The United States was fully engulfed in”the Great War” during the 1917-18 season. But nevertheless, plenty of basketball was being played. Many teams put together sterling records from coast to coast, including Oregon State, Creighton, Stevens Tech, Missouri, and North Dakota. But the toughest schedules were being played by elite Mid-Atlantic schools. Penn State had an exceptional year, best powerful Navy and finishing with just one loss. But Penn State lost 34-24 to Syracuse, who themselves had a great season. In 17 games, Syracuse lost only once, falling 17-16 at home in their season finale to Premo-Porretta #3 Penn (18-2 overall), who won the EIL Championship. But despite the loss, Syracuse still managed to split the season series with Penn. In a four-game stretch, Syracuse beat three Premo-Porretta top ten teams, which included a 27-13 win at home over Princeton to go with the wins over Penn State and Penn. While Syracuse finished with just one loss, in addition to losing to Syracuse, Penn also lost at Princeton. But the Quakers went 5-2 against Premo-Porretta ranked foes, including a victory over 2-loss Navy. Like Syracuse, they also handled Princeton at home. In comparing like games (same opponent and game location), Syracuse held a slight edge of +8 points over seven games (so about 1-pt per game better). With the season split, Penn playing a more difficult schedule, Syracuse having one less loss, and Penn ending Syracuse’s season with a road win, both teams deserve the national title.

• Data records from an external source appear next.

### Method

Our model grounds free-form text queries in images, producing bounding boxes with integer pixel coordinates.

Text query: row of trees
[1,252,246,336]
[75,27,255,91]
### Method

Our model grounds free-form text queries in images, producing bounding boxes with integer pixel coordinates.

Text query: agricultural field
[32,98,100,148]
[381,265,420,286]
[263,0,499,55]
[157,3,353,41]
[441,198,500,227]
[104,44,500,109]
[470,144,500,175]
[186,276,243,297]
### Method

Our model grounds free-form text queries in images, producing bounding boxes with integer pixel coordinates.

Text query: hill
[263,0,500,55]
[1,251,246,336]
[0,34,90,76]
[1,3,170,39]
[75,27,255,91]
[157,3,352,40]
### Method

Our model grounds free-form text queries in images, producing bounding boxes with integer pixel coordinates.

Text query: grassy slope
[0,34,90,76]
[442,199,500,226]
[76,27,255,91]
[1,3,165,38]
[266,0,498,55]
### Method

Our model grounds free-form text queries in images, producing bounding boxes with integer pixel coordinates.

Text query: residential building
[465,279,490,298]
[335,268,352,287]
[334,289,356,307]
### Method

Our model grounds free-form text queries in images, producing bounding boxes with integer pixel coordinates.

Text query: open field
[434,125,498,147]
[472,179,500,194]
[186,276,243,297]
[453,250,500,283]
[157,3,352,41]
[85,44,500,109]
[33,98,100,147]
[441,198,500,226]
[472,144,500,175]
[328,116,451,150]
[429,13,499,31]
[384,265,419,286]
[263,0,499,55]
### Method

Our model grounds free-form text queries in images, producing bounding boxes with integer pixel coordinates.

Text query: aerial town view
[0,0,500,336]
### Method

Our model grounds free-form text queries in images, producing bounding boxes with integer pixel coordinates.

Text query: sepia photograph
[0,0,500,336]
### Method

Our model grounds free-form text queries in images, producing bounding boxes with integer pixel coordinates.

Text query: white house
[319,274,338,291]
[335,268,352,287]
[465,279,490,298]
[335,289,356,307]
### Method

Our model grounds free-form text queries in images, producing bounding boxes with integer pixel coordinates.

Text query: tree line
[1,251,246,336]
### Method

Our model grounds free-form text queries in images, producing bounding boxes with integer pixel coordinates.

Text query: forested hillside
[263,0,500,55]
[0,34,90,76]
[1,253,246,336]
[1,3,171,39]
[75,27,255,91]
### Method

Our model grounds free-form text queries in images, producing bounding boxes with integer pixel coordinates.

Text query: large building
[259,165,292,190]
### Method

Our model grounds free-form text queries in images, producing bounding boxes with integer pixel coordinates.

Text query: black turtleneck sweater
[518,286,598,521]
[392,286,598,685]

GDB Co-National Champions: Penn & Syracuse

1919

The 1919 season was affected by both World War I and the Spanish flu pandemic, but there were still plenty of games. Helms selected 13-0 Minnesota as the national champion, but they did not play a Premo-Porretta ranked team and none of their Western Conference opponents had a winning record in league play (avoiding Chicago, Michigan, and Northeastern). Navy went undefeated once again (at 16-0), earning the Premo-Porretta national title selection. Navy beat two Premo-Porretta ranked squads in the process, at #4 Georgetown by 9 and home over #22 CCNY, 28-14. Navy also beat Crescent Athletic Club, a non-collegiate team. Penn once again dominated in EIL action, going 7-1 against conference opponents and winning all 8 of their other games. The Quakers played another strong schedule, going 4-1 against the Premo-Porretta top 10 (with the wins by an average of over 14 points per game), and also tallying a win over #22 CCNY. Their only loss came by four to #9 Yale, who they beat on the road. While there were some other strong records nationally, Navy and Penn set themselves apart from the rest by playing and beating strong competition.